New snapshots of the second victim lying inside the glass coffin had already been pinned to the board. Some showed her terrified face in varied stages of desperation. Some showed tarantula hawks freeze-framed as they entered the coffin, and then again as they covered her entire body, stinging almost every inch of it.

Garcia had already run Captain Blake through what had happened in their meeting with Michelle Kelly and Harry Mills at the FBI CCD the night before.

‘Nothing from Missing Persons yet,’ Garcia announced as Hunter took off his jacket and powered up his computer. ‘This time the killer didn’t gag the victim, so their facial recognition software should have no problems matching key points, but I was on the phone to them just moments ago. No matches so far.’

Hunter nodded.

‘The research team delivered the report on tarantula hawks last night,’ Garcia said, walking back to his desk.

Hunter and Captain Blake turned to face him.

He reached for the blue folder by his keyboard and flipped it open. ‘As we suspected, this killer knew exactly what he was doing, and how to deliver incredible pain. Unlike bees, that can sting their victims only once, wasps can sting theirs multiple times, delivering the same amount of venom and ferocity with every single sting.

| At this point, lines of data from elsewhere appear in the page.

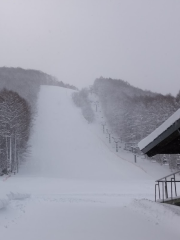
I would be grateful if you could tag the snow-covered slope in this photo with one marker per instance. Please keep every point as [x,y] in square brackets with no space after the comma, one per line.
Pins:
[64,145]
[73,187]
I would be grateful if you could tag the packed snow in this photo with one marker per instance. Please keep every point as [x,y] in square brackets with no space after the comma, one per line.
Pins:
[75,186]
[158,131]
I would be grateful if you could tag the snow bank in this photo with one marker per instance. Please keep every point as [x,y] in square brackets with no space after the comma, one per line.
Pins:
[158,131]
[18,196]
[3,203]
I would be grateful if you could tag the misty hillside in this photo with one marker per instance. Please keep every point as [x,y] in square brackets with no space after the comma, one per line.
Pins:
[133,113]
[27,82]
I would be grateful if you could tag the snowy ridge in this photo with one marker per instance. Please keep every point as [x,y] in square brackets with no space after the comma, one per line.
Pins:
[158,131]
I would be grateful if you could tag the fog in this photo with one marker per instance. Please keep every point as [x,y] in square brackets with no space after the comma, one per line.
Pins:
[78,41]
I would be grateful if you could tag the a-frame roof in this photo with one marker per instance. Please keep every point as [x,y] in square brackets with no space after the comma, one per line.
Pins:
[165,139]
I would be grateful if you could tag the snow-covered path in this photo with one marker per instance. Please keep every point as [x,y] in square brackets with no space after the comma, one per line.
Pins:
[79,188]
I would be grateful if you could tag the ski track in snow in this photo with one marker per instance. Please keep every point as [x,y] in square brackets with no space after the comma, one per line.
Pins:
[73,186]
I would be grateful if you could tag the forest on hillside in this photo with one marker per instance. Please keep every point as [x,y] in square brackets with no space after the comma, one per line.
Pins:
[19,90]
[132,113]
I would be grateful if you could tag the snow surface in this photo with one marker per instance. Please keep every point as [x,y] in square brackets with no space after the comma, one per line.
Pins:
[74,185]
[158,131]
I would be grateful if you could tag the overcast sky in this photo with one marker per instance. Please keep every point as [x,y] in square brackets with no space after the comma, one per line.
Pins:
[80,40]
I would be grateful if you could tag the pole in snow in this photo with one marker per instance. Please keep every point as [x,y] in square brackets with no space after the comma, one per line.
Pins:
[116,140]
[109,133]
[103,124]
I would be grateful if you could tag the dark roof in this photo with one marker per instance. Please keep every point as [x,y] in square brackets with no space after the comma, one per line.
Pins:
[167,142]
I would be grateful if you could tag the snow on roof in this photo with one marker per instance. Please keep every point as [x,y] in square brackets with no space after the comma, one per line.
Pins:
[158,131]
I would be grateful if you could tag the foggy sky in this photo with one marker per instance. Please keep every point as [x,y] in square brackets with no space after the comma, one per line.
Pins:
[79,40]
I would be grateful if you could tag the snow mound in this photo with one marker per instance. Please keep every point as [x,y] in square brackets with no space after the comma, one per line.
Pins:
[18,196]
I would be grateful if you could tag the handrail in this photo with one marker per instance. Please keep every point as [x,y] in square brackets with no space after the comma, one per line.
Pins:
[164,181]
[167,176]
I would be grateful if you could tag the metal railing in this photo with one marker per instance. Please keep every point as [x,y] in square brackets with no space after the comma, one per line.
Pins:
[163,190]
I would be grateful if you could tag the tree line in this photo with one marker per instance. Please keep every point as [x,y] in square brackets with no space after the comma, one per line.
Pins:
[15,124]
[132,113]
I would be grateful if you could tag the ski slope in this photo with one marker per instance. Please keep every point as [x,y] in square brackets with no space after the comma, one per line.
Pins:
[64,145]
[80,189]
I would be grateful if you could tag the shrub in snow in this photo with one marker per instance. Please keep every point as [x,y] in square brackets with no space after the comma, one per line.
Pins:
[18,196]
[3,203]
[81,100]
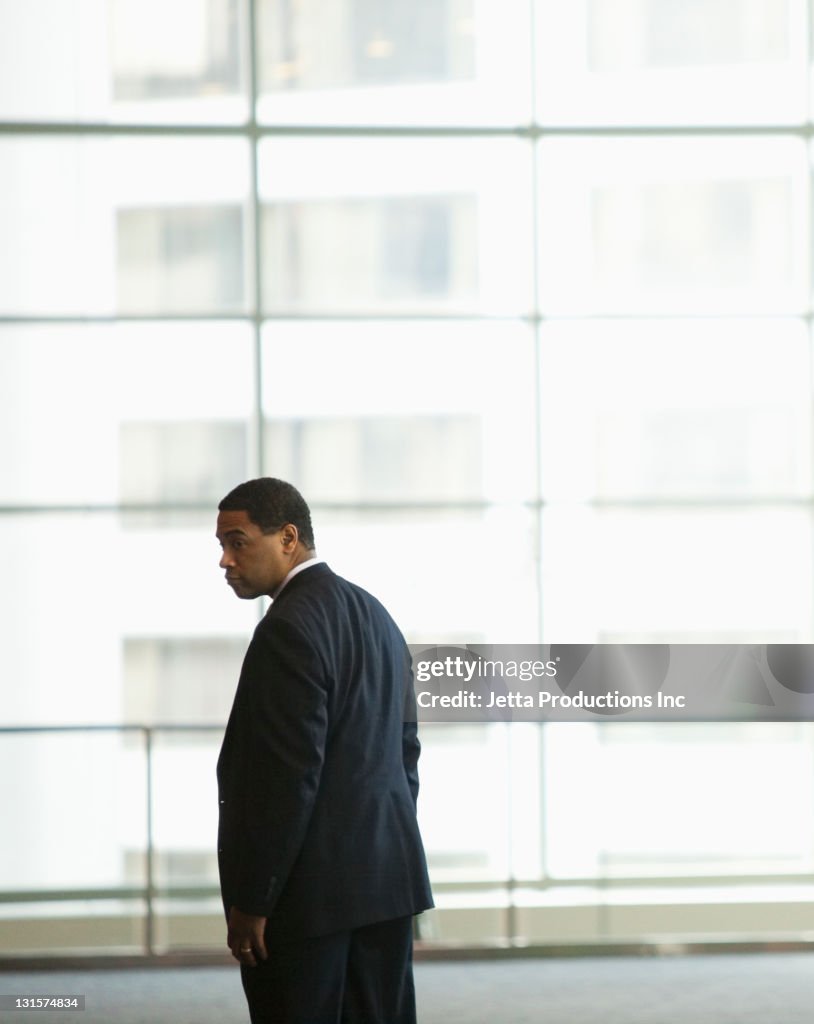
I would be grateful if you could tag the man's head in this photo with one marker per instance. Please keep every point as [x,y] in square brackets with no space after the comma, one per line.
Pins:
[264,528]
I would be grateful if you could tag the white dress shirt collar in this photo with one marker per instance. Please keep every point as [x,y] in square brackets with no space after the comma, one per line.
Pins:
[297,568]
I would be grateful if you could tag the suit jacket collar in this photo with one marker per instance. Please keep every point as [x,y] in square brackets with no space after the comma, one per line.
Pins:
[320,569]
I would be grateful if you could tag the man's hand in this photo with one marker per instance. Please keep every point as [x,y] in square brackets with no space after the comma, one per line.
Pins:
[245,937]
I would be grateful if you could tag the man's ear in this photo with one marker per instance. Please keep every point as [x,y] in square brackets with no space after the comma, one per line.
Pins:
[290,536]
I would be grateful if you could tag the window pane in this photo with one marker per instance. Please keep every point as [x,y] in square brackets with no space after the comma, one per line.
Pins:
[122,60]
[677,576]
[386,61]
[674,224]
[110,416]
[132,225]
[658,61]
[375,225]
[677,409]
[428,569]
[425,412]
[118,587]
[108,771]
[634,800]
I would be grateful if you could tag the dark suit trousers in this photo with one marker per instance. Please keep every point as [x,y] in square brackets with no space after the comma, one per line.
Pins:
[362,976]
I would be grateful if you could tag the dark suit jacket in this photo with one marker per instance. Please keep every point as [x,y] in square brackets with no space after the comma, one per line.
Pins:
[316,775]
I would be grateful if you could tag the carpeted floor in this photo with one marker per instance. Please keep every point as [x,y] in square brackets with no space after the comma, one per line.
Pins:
[747,988]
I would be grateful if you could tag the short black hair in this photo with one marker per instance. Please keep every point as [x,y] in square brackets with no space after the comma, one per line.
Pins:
[270,504]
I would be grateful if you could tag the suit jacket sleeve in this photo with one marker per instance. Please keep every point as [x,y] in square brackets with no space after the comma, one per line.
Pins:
[411,749]
[284,706]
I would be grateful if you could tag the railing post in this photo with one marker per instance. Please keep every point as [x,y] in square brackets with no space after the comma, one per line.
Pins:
[150,922]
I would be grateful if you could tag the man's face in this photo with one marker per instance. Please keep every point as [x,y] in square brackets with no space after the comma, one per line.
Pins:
[255,562]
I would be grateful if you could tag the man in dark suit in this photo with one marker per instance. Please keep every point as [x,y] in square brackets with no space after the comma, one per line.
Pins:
[322,864]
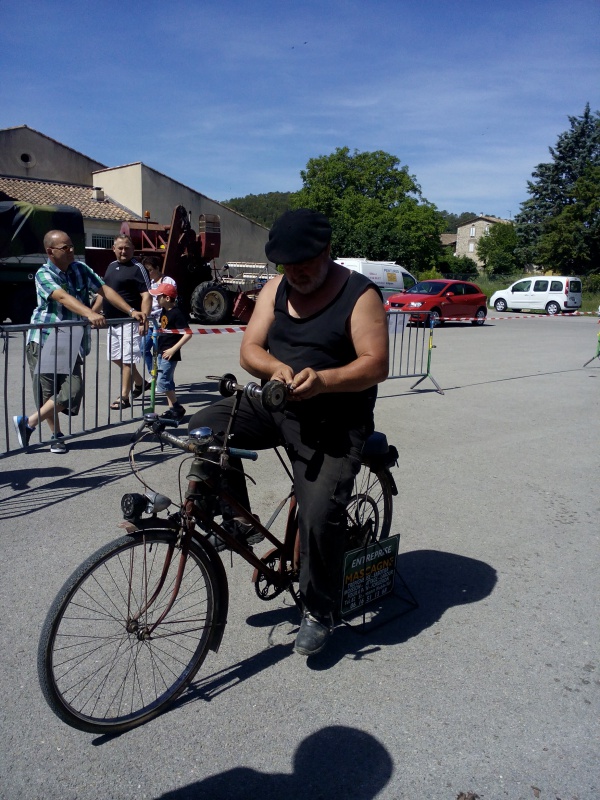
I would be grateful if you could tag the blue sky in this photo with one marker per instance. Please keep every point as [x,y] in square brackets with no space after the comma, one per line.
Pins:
[234,97]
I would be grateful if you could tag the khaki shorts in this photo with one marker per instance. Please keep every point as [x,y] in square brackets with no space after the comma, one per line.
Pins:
[123,343]
[67,390]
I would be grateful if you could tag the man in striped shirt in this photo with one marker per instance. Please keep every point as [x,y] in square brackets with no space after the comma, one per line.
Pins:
[63,288]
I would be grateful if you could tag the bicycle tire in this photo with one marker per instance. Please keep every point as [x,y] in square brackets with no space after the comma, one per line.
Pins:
[97,675]
[370,507]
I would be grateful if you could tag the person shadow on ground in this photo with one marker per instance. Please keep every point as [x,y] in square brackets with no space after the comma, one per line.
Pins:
[335,762]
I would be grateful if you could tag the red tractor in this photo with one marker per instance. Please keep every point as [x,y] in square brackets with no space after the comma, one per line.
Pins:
[210,295]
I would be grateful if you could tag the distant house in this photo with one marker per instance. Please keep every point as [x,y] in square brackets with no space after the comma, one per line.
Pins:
[448,241]
[470,232]
[102,217]
[38,169]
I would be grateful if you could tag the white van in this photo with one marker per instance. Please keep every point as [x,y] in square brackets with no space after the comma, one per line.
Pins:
[386,274]
[554,293]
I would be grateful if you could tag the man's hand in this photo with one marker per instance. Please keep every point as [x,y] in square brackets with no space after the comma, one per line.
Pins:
[306,384]
[96,320]
[140,317]
[283,373]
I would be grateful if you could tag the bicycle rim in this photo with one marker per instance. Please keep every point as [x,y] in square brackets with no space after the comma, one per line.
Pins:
[102,667]
[371,505]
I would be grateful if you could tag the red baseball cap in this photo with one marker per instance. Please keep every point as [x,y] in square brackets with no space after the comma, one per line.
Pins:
[165,288]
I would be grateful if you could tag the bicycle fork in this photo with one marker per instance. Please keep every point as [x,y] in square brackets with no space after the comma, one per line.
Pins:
[183,541]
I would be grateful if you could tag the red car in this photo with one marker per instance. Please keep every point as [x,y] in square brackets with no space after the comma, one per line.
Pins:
[444,299]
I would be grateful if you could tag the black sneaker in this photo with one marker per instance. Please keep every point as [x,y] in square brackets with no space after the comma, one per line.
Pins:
[23,430]
[57,444]
[143,387]
[314,633]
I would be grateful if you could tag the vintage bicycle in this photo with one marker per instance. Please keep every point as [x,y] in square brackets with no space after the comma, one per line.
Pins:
[133,624]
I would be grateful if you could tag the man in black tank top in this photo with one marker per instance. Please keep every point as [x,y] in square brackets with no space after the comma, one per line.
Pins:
[320,329]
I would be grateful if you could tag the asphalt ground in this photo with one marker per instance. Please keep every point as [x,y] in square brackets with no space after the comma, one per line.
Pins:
[490,686]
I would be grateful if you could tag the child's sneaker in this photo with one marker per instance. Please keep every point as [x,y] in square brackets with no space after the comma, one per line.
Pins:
[57,444]
[23,430]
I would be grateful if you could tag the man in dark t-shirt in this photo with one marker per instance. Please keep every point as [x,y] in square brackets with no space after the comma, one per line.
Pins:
[130,280]
[320,329]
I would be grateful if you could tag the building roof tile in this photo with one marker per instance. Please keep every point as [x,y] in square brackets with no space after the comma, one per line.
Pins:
[41,192]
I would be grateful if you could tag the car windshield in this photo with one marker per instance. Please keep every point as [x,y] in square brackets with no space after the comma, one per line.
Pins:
[427,287]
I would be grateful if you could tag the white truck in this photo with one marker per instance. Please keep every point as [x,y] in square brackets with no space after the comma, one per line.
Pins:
[390,277]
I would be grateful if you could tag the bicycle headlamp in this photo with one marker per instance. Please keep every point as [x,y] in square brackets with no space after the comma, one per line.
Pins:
[133,505]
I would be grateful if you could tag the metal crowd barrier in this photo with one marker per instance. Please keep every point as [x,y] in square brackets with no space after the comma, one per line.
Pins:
[101,380]
[411,344]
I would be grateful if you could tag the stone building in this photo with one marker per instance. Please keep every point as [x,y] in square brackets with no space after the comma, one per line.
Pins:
[36,168]
[470,232]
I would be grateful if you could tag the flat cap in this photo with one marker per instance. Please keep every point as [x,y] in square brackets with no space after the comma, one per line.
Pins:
[298,236]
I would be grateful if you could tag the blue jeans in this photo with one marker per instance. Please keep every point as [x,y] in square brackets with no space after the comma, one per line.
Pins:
[166,375]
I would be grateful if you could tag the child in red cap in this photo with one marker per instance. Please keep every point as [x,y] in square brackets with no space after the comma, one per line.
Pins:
[169,346]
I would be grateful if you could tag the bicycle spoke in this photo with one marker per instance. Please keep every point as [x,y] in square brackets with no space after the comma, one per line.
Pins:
[108,663]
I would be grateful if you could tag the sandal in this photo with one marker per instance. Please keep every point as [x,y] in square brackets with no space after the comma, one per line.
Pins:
[119,403]
[137,390]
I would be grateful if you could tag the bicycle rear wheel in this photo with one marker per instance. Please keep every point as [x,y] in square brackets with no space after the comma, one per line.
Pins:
[101,667]
[370,508]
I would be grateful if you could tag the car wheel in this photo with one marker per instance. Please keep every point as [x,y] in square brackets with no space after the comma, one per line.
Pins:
[479,317]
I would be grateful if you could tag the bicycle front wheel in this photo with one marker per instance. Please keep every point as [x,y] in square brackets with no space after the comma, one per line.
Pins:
[103,667]
[369,510]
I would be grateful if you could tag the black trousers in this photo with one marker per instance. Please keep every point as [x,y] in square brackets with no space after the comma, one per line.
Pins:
[324,452]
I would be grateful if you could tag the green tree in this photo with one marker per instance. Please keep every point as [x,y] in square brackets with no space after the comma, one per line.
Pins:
[569,243]
[262,208]
[374,206]
[498,250]
[453,221]
[553,191]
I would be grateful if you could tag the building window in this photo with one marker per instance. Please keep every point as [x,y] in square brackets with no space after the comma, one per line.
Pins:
[102,240]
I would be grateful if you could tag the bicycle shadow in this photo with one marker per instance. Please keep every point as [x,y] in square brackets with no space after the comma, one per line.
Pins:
[435,579]
[71,482]
[335,762]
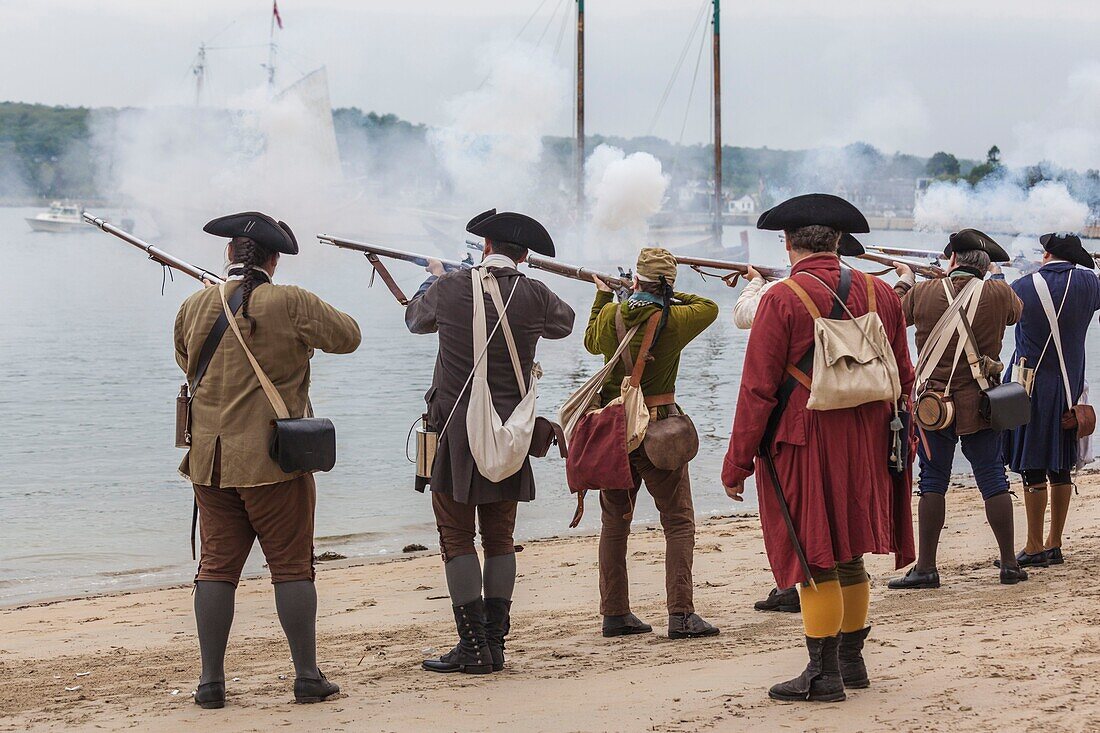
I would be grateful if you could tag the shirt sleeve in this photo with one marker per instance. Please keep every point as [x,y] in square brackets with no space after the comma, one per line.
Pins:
[592,332]
[763,371]
[747,303]
[320,326]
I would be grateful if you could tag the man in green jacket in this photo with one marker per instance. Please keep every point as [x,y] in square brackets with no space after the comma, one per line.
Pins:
[684,317]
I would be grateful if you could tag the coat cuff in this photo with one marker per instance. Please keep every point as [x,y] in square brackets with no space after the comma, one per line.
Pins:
[733,473]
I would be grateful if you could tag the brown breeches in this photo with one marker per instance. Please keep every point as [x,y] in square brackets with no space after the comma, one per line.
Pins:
[671,492]
[279,515]
[457,526]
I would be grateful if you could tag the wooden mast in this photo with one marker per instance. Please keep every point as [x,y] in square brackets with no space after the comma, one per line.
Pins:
[717,126]
[579,145]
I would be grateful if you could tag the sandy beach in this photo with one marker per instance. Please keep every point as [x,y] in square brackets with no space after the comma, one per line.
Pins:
[971,656]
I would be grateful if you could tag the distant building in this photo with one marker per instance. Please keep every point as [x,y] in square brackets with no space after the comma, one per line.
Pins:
[745,205]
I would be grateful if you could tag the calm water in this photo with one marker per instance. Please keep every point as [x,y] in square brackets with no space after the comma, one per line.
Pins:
[87,385]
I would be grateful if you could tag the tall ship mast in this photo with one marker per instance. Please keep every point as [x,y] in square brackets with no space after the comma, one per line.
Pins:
[715,20]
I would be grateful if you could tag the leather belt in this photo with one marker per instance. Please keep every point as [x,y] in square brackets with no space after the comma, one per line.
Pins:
[661,400]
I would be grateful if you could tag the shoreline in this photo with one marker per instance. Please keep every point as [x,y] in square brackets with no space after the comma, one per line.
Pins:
[941,660]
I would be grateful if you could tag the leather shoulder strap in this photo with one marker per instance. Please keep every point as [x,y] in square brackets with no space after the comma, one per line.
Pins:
[270,389]
[806,301]
[620,331]
[213,338]
[871,301]
[647,342]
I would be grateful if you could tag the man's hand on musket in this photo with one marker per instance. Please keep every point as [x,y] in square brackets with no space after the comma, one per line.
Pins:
[601,285]
[736,491]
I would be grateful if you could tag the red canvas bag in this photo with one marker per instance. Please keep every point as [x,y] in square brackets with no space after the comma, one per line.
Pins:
[597,457]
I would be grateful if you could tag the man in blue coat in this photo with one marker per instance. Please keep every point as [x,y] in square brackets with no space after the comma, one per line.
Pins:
[1042,451]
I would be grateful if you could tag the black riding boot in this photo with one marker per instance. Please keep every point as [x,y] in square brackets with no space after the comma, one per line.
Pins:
[497,625]
[821,680]
[850,654]
[471,656]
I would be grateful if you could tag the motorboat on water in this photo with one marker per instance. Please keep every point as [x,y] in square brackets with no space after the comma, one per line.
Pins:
[62,217]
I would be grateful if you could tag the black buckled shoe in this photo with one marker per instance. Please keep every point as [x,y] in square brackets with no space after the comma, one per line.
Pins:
[850,655]
[309,689]
[915,580]
[821,680]
[210,696]
[690,625]
[1025,559]
[471,655]
[625,625]
[785,601]
[497,625]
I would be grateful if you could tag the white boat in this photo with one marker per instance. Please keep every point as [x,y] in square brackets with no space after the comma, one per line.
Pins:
[62,217]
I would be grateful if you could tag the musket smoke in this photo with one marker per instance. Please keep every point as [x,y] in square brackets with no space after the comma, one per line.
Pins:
[625,192]
[1003,205]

And like I’d said, their sting is ferocious. In the Schmidt Sting Pain Index the tarantula hawk sits right at the top.’

‘The what?’ The captain interrupted him.

‘It’s a pain scale, Captain,’ Hunter clarified. ‘It rates the pain caused by the sting of large insects.’

‘That’s correct,’ Garcia said with a nod. ‘The scale ranges from zero to four, four being the most painful. Only two insects rate at four – the tarantula hawk and the bullet ant.’

‘How common are they?’ Captain Blake asked.

‘In America, fairly.’ Garcia flipped a page on the report and pulled a face. ‘Actually, the tarantula hawk is the official state insect of New Mexico.’